Porque no hay muertes tolerables. Porque la muerte es un puñal doble que hiere de muerte a quien da la muerte. Porque la muerte es indisculpable incluso en la mayoría de las circunstancias en que media la amenaza o la certeza de la muerte propia. Y apenas, acaso, pueda comprenderse en lo individual cuando es única y última defensa de la vida de un ser querido. Pero cuando son los Estados los que dan muerte o la provocan, la idean, la legitiman, o crean o consienten las circunstancias que puedan producir una sola muerte eso  es un crimen inexcusable.

Tenemos derecho a tener memoria, incluso cuando no se reconoce el derecho a la justicia. No podemos seguir permitiendo el miedo. Aunque muchos lo reclaman, al menos, como punto de llegada; en realidad, el punto de partida habrá de ser el conocimiento de lo ocurrido. Luego será lo que tenga que ser. Pero ya sin dilaciones, sin aplazamientos, sin añagazas y, por supuesto, sin calumnias espurias.

No permitamos que prohíban la memoria.  Por eso es que tenemos derecho a la denuncia y a exigir la no repetición de los hechos que recordamos. Y tenemos derecho a la aceptación pública de esos hechos, al perdón público y a determinar el restablecimiento de la dignidad de las víctimas. 
Y aquí no hablo de solo una cuestion ética ni de unas razones intelectuales, sino también de hacer frente a la reclamación de derechos y agravios de cualquier índole, también económicos, si así se determinase. Y, entonces, habrá que decir que aquello fue injusto, que les comprendemos y que les apoyamos. 

No sé si fueron cientos o cientos de miles, medio millón o un millón y medio los armenios muertos en 1915, pero hay que poner fin al silencio. No sé si se les exterminó y si lo fue de forma sistemática por motivo de raza, de etnia, de religión, de política o de nacionalidad, o si las muertes se produjeron de forma no premeditada.
Nadie lo sabe con certeza, precisamente, quizá, porque se ha querido no saberlo con certeza, porque muchos se han esforzado en que no se sepa, porque se ha negado, ocultado, dificultado, falseado e impedido de todas las maneras imaginables que la verdad se supiese. Pero tenemos el deber de recordar y el deber de decir, porque el silencio es cómplice.

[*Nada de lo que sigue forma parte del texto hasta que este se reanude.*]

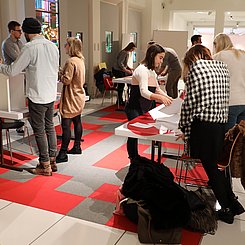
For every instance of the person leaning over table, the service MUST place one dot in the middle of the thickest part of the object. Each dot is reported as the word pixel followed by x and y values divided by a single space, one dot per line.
pixel 235 60
pixel 40 59
pixel 204 114
pixel 145 90
pixel 172 67
pixel 121 69
pixel 72 98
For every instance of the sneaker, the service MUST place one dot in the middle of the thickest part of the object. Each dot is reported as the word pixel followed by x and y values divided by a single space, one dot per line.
pixel 225 215
pixel 53 164
pixel 62 157
pixel 40 170
pixel 236 207
pixel 75 150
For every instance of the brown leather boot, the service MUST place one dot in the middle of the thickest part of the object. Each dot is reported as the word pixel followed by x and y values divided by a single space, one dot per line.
pixel 43 168
pixel 53 164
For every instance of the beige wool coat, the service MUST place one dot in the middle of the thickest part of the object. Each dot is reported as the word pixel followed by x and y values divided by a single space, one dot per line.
pixel 73 95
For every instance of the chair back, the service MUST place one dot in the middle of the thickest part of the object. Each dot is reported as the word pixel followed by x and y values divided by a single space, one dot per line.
pixel 102 65
pixel 109 85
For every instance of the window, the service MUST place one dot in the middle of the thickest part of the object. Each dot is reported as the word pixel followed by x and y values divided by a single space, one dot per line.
pixel 108 41
pixel 47 13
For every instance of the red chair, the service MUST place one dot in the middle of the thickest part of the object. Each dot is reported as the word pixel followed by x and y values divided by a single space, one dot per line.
pixel 109 86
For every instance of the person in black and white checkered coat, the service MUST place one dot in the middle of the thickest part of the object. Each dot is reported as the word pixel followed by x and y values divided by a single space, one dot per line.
pixel 204 114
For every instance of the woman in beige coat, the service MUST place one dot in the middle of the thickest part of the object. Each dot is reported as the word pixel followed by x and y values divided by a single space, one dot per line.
pixel 72 98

¿Para cuándo una comisión de la verdad, al modo de las que se crearon para Guatemala o El Salvador? Como alguien dijo: para pasar página primero hay que leerla. Cien años deberían ser suficientes.

Pienso, como Pedro Guerra,  que habrá que contar, desenterrar, emparejar, sacar el hueso al airé puro de vivir, pendiente abrazo, despedida, beso, flor, en el lugar preciso de la cicatriz...; porque en el calcio de cada hueso hay una historia, desmemoriada historia, el horror no solventado.

Y habrá que ponerle nombre a lo ocurrido. Porque ¿con qué palabra se nombra a ese hecho cuando a uno le quitan el hogar, lo deportan de su tierra, le matan a los suyos y lo concentran, por ejemplo, en el desierto de Deir El-Zor, donde ve morir de hambre, de contagios, o asesinados masivamente a miles de personas?

Si hubo culpa, dígase la culpa. Si hubo negligencia, condénese. Si hubo crimen, maldígase. No los encubramos, no permitamos que nos consideren compinches de aquellos miserables. Nunca el olvido. Nunca más el olvido. Olvidar es matar dos veces.